Narrator: In the Second World War, you could be in serious danger even if you weren't fighting at the front.
In September 1940, German bombers began targeting key cities across Britain. From London, Coventry and Manchester in England. Cardiff and Swansea in Wales, through to Belfast in Northern Ireland and Clydebank in Scotland.
This period of intensive bombing carried on for eight months and became know as the blitz. The bombing during the blitz was incredibly damaging. Historic buildings like Coventry Cathedral were flattened and large parts of cities had to be re-built.
Those who stayed in the cities had to live by strict rules. Every night when it got dark, the cities would go into blackout. All the street lights were switched off and special thick black curtains and paint covered every window, to make sure cities could not be seen from aeroplanes overhead.
If you had a garden, you might have an air raid shelter made from iron buried in the ground, where you would have to sit
for hours during a raid, until the all clear was sounded. Other people used communal shelters. In London, many people used the underground to shelter from bombs.
Many men and women responded to the bombings by volunteering to work as air raid precautions, or ARP Wardens, or as extra ambulance drivers, to keep people and communities as safe as possible.
However, thousands of people had already been evacuated to the safer countryside, when war was first declared. Most of these were children separated from their parents.
Kitty was evacuated on September the first 1939, which also happened to be her ninth birthday.
Kitty: Mother said you are going on a trip and I really thought it was a birthday trip.

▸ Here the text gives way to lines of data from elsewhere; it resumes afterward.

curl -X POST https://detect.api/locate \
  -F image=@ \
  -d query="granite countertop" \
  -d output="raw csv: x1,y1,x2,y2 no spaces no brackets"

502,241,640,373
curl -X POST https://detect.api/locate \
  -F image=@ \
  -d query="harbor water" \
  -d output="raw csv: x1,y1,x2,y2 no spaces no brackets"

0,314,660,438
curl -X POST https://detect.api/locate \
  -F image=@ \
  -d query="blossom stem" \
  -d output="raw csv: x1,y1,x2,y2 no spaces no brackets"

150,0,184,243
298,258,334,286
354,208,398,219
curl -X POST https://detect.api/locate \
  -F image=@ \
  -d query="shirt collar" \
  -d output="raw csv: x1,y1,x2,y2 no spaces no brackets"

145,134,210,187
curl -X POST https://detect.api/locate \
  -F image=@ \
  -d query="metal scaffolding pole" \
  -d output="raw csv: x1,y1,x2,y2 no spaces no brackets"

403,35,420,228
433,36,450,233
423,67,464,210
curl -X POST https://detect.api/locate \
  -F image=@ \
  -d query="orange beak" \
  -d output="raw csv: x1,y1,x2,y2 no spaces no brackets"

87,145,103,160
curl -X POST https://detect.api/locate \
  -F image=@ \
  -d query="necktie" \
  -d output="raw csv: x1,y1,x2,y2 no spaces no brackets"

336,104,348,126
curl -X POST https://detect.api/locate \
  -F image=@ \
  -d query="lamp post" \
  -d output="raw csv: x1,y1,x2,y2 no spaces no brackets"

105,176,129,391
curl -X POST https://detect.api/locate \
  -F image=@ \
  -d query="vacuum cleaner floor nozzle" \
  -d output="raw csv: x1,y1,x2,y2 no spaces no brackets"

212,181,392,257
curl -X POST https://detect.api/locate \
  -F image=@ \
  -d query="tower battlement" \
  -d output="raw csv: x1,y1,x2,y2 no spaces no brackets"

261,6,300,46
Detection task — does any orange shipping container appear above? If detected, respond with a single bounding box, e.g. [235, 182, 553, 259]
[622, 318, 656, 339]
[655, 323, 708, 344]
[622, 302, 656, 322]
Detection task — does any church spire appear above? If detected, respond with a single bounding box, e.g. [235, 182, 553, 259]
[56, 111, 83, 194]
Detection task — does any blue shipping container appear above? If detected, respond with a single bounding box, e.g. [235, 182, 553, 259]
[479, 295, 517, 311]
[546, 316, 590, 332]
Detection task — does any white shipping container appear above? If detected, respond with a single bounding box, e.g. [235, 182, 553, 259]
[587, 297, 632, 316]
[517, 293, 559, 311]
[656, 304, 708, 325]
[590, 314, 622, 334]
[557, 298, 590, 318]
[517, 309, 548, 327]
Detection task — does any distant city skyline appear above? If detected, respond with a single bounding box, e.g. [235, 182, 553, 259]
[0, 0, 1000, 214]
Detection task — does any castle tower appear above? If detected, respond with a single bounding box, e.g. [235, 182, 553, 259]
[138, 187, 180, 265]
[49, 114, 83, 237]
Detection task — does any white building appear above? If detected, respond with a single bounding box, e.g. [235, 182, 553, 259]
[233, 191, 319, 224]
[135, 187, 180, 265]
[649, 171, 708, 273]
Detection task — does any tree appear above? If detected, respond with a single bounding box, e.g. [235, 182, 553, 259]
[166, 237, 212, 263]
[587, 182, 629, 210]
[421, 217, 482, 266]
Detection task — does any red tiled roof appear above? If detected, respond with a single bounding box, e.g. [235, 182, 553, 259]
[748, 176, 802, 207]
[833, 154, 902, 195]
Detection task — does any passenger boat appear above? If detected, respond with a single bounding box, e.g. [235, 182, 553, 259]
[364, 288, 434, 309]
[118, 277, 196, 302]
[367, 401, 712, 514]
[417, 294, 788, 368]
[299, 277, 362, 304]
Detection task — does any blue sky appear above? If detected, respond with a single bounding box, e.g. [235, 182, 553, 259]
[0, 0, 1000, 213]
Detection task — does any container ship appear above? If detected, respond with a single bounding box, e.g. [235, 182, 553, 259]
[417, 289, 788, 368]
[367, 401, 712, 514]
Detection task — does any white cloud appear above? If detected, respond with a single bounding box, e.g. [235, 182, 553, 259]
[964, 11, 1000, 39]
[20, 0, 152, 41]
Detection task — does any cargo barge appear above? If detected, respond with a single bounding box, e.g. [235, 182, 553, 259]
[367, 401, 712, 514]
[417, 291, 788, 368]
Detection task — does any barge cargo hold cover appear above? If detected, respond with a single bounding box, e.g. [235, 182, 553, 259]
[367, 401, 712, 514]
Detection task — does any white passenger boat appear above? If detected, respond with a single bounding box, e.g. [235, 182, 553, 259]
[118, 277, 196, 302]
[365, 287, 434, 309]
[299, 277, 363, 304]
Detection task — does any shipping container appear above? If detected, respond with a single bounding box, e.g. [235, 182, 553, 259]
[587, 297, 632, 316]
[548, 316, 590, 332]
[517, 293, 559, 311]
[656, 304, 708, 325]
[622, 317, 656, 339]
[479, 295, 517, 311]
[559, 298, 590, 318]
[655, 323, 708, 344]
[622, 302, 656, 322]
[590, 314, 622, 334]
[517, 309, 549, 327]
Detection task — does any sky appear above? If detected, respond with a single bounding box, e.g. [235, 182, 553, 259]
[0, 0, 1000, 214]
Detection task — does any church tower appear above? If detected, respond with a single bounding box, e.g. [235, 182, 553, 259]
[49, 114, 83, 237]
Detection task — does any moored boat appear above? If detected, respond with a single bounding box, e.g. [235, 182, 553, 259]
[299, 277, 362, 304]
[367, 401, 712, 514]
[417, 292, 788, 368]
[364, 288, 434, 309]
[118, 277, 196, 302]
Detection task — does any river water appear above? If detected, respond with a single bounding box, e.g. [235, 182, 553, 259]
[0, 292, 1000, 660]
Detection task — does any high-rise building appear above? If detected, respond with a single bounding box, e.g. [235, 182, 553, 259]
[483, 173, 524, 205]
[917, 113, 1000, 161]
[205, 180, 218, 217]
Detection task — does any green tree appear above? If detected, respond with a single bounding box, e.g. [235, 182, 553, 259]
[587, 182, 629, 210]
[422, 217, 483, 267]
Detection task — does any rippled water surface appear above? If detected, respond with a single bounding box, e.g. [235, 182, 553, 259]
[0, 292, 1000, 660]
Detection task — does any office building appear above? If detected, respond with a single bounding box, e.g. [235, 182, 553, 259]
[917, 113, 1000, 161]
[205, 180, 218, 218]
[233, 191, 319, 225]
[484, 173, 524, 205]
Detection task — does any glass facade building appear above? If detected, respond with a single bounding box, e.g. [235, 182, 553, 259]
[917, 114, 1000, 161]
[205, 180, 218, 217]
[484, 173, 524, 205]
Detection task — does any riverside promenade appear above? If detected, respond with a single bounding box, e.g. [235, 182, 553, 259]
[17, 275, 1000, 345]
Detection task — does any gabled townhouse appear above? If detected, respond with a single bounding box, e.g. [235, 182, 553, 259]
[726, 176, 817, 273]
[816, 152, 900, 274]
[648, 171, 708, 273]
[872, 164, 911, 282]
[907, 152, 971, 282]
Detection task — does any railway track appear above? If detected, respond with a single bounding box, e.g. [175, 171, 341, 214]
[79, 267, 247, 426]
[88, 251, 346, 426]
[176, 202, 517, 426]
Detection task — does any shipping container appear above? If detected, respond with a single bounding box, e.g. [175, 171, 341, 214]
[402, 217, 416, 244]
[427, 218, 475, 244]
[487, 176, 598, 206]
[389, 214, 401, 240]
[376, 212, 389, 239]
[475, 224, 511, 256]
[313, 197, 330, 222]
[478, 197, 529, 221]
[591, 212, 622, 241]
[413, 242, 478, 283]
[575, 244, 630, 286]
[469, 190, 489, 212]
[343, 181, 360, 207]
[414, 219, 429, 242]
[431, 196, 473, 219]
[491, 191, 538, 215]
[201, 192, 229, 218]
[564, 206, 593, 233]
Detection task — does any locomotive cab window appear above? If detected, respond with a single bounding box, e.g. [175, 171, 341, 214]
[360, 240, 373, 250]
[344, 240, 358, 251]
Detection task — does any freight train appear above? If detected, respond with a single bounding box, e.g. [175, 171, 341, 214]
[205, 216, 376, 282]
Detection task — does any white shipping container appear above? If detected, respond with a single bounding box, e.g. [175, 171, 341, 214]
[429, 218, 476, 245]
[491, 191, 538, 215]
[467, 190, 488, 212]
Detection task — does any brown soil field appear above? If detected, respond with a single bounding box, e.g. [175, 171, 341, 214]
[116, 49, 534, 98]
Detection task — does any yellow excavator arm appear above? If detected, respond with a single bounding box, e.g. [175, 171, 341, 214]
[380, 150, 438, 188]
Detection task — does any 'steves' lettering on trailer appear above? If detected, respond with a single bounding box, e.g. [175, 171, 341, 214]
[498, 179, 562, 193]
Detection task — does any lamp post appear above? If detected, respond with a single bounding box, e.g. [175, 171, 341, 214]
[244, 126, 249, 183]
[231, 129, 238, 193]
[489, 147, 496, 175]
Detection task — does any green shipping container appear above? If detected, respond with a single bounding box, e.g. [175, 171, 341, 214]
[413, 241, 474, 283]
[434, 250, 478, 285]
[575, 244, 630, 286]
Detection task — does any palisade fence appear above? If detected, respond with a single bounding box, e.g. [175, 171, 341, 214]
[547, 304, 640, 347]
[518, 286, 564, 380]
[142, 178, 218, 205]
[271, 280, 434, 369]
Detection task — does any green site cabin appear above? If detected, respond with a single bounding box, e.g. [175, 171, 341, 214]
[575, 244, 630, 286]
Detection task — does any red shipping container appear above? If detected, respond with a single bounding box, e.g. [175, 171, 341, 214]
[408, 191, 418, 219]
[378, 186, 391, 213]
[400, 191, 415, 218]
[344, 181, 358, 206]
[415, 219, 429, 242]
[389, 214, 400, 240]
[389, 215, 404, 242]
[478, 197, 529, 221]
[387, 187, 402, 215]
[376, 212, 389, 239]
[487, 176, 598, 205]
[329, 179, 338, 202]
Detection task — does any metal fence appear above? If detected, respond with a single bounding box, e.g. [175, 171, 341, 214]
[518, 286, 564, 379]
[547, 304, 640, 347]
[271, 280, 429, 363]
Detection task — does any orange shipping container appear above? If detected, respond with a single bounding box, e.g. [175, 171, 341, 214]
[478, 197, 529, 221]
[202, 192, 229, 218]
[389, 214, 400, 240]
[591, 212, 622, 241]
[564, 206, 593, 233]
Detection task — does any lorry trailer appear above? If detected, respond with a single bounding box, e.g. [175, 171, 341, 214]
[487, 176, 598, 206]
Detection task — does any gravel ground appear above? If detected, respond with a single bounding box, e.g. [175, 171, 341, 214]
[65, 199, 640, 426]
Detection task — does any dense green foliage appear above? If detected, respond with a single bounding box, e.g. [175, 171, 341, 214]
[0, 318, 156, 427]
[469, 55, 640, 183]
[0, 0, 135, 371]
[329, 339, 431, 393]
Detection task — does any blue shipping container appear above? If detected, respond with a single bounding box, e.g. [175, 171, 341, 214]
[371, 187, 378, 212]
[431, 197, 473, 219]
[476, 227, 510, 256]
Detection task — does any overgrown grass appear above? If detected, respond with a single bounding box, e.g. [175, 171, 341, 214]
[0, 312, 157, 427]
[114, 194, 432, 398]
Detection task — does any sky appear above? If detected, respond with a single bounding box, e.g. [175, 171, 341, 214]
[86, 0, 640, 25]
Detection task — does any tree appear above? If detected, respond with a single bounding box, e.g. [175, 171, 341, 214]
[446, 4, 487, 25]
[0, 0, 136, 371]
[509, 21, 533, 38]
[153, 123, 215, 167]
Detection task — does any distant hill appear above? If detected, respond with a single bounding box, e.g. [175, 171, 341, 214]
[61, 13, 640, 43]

We were all given this little cardboard box and I opened it and inside was a rubber gas mask. All the boys are putting them on and making funny noises and we were all in fits of laughter we really thought it was a joke, we really thought we were going out for a day.
Got to the school, all happy happy with this cardboard box. Label was put on us. All of us enjoying it. Coach came, on the coach, singing away. And then on the train.
Narrator: Once the children arrived in the countryside, they were taken to a school and told to stand in a line.
Kitty: In came lots of strange-looking people, they had like walking sticks and some had dogs and funny hats on and they walked by and they said, 'that one'. Teacher said: 'Off you go Bob, off you go with that lady.' One by one we were all picked off, and sent away.
Narrator: Kitty was separated from one of her sisters and sent to live in a horrible place.
Kiity: We went down into a basement and we looked down and she said there were these sort of cobbled steps she said, 'go down there, that's your room.' And we walked down and it was a mattress on a floor and we were so tired we didn't care. It was like bricks on the wall, it wasn't a wall, a plastered wall. it was just bricks, I had never seen it before. With a little opening with bars on it.
Narrator: But even if the evacuations were upsetting, at least it was safer than being in the cities. Especially, when the Germans sent over flying bombs and rockets towards the end of the war.
Bernard remembers these flying bombs.
Bernard: Well, they had a ramjet engine and it went mmmmmmmh and it got to London and most of them ran out of fuel. Some power dived but most didn't. So, you got this coming along and it stopped and it's got little stubby wings, so it didn't fall down vertically, it glided. So in five seconds you knew whether you were going to be killed or not.
Narrator: Did you know? Throughout the blitz, the King and Queen remained in Buckingham Palace in London, to show the public they were all in it together. On the first night of the blitz, many hundreds of people were killed in the East End of London.
About a week later, two bombs fell on Buckingham Palace and the King and Queen only just avoided death. Afterwards, the Queen said, 'I am glad we have been bombed, it makes me feel we can look the East End in the face.'
By the end of the blitz millions of buildings had been destroyed and thousands of people had died.
But had Britain not been prepared or had so many children not been evacuated to safety, the number of people killed could have been far greater.
However, the blitz was not the only time Britain was bombed. After the allied success on D-Day in 1940, Germans started launching their new weapons. Flying bombs and rockets called the V1 and the V2. They wouldn't stop until a few months before the end of the war.
And until then, ordinary people across Britain just had to hold on.